Configuring other sinks

Kurtosis sinks configurations are one-to-one to Vector sink configurations, with the inputs field being injected automatically by Kurtosis. It is not possible at the moment to specify a different input source. Please refer to the official Vector documentation for sink configurations.

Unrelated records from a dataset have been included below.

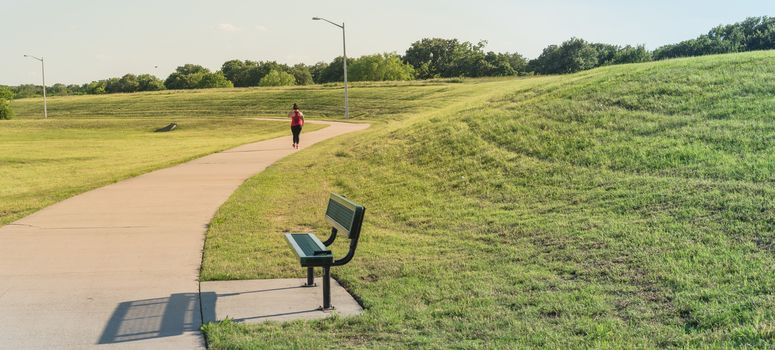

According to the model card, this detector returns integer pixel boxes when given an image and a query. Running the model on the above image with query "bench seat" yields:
[285,233,334,267]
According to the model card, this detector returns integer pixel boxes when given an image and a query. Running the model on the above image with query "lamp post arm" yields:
[342,22,350,119]
[315,17,344,29]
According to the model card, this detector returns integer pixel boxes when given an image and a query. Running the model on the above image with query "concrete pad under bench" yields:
[200,278,363,323]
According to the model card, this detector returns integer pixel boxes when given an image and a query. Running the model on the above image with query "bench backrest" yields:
[326,193,366,239]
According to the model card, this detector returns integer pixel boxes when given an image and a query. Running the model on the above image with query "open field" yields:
[12,80,485,120]
[0,52,775,349]
[202,52,775,349]
[0,118,321,225]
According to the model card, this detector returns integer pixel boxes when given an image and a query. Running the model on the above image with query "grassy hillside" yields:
[0,118,321,225]
[12,81,476,120]
[0,80,487,225]
[202,52,775,349]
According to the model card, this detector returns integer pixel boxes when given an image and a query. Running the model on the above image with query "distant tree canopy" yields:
[221,60,314,87]
[0,85,14,120]
[0,16,775,95]
[164,64,234,90]
[258,69,296,86]
[0,85,14,100]
[527,38,651,74]
[404,38,524,79]
[0,98,13,120]
[654,16,775,60]
[347,53,414,81]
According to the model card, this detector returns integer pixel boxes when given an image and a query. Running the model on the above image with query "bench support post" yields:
[302,266,315,287]
[323,266,331,310]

Below are examples of some common configurations that serve as good starting points for your custom sink configurations.

AWS OpenSearch Serverless

config-version: 4
should-send-metrics: true
kurtosis-clusters:
cluster-name:
type: "<CLUSTER_TYPE>"
logs-aggregator:
sinks:
elasticsearch:
type: "elasticsearch"
opensearch_service_type: "serverless"
bulk:
index: "kt-{{ enclave_uuid }}-{{ service_name }}"
aws:
region: "<AWS_REGION>"
auth:
strategy: "aws"
access_key_id: "<ACCESS_KEY_ID>"
secret_access_key: "<SECRET_ACCESS_KEY>"
endpoints:
- "<OPENSEARCH_ENDPOINT>"

AWS CloudWatch

config-version: 4
should-send-metrics: true
kurtosis-clusters:
cluster-name:
type: "<CLUSTER_TYPE>"
logs-aggregator:
sinks:
cloudwatch:
type: "aws_cloudwatch_logs"
region: "<AWS_REGION>"
auth:
access_key_id: "<ACCESS_KEY_ID>"
secret_access_key: "<SECRET_ACCESS_KEY>"
group_name: "<LOG_GROUP_NAME>"
stream_name: "kt-{{ enclave_uuid }}-{{ service_name }}"
encoding:
codec: "json"

AWS S3

config-version: 4
should-send-metrics: true
kurtosis-clusters:
cluster-name:
type: "<CLUSTER_TYPE>"
logs-aggregator:
sinks:
s3:
type: "aws_s3"
region: "<AWS_REGION>"
auth:
access_key_id: "<ACCESS_KEY_ID>"
secret_access_key: "<SECRET_ACCESS_KEY>"
bucket: "<BUCKET_NAME>"
key_prefix: "kt-{{ enclave_uuid }}/{{ service_name }}/"
encoding:
codec: "json"

Grafloki

For ease of setup, Kurtosis CLI comes with a feature to start a local Grafana and Loki instance that the engine gets configured to send logs to. See grafloki start for more info.